Mana, une violoniste avec qui j’ai le plaisir de faire de la musique de chambre, est aussi prof de violon. Son mari, Martin, est pianiste et prof de piano. Katarzina, dite Kasia, est violoniste et prof de violon; son mari, Marcin (non, ce n’est pas une faute de frappe, il est Polonais), est bassiste et prof de… musique. Oui, il y a bel et bien un genre de patron qui se répète, ici, et je m’inclus dedans.
Nous enseignons tous la musique en privé; Mana et Kasia ont même leurs propres écoles « officielles » à la maison, en plus de celles où elles enseignent à l’extérieur.
Donc, nous enseignons tous en privé, à des élèves qui prennent des leçons individuelles, et arrivons tous au même constat: c’est bien beau, les cours individuels, et pour la technique instrumentale, c’est pas mal la seule solution, mais pour ce qui est de la musique comme moyen d’échanger, la meilleure école (au sens large) est encore la musique de chambre, c’est-à-dire en petit groupe, sans chef d’orchestre.

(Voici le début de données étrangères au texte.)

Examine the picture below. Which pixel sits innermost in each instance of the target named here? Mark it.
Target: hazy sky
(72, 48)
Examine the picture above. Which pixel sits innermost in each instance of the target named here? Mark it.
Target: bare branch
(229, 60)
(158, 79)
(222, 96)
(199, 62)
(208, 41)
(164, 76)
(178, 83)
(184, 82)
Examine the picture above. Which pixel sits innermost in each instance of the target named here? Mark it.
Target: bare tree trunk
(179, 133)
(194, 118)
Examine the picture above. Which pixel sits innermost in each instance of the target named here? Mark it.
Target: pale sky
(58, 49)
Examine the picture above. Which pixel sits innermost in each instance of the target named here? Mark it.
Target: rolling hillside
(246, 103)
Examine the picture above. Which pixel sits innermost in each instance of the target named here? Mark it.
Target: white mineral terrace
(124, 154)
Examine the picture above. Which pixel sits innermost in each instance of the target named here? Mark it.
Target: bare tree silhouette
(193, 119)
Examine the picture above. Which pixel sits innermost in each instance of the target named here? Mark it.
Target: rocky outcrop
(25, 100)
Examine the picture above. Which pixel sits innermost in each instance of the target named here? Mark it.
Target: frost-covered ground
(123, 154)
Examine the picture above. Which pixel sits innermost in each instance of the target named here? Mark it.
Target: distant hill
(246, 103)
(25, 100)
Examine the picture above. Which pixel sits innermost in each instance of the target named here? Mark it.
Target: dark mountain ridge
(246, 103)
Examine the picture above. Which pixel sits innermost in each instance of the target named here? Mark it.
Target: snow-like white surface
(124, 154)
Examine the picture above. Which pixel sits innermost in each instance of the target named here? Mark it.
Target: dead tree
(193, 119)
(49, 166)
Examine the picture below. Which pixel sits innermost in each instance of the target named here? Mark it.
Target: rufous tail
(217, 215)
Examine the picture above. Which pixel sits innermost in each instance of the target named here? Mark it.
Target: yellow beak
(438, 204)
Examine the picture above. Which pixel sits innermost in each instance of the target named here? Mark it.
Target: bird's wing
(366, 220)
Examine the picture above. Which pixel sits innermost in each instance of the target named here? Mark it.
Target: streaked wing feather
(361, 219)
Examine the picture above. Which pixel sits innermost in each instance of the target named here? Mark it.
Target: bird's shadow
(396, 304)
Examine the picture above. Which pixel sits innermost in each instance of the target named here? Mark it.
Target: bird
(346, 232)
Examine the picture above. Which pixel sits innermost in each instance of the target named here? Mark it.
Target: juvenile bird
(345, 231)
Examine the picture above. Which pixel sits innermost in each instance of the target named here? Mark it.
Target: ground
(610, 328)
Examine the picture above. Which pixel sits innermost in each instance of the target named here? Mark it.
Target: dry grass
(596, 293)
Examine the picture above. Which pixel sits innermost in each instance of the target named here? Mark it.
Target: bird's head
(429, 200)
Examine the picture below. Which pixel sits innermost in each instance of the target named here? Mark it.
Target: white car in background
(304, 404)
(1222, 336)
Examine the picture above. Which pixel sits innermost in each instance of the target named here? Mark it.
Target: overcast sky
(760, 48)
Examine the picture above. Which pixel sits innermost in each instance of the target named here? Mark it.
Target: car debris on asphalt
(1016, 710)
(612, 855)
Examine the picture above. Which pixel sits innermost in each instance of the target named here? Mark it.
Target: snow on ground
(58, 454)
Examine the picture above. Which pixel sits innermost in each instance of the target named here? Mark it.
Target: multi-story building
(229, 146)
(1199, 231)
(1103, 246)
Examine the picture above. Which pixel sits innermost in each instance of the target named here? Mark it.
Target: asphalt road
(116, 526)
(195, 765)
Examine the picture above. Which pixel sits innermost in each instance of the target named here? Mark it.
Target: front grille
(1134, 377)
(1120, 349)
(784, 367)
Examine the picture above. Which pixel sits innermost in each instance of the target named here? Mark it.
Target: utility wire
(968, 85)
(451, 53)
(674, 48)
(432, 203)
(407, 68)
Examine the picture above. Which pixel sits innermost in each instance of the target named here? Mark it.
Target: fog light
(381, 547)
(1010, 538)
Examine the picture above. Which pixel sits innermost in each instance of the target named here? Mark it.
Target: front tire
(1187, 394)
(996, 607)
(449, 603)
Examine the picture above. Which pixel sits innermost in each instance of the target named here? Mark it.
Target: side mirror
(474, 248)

Je reviendrai éventuellement sur les fondements de cette approche, musique instrumentale apprise en solo versus musique de chambre; pour le moment, ce à quoi je veux en venir, c’est que Mana, qui est une personne pleine de ressources, a organisé une académie d’été de musique de chambre, dont c’est présentement la troisème édition, et que depuis le début j’ai le plaisir d’y enseigner.
L’académie fonctionne selon un principe simple, et courant dans ce genre d’entreprise: il y a des cours chaque jour, puis deux concerts: un concert des profs (qui sera mercredi soir, en ai-je parlé?) et un concert des élèves (qui sera dimanche après-midi, j’en reparlerai).
Mana choisit les répertoires: celui des élèves, pour les cours, et celui des profs, pour notre concert. Nous commençons nos répétitions dans la semaine précédant l’académie.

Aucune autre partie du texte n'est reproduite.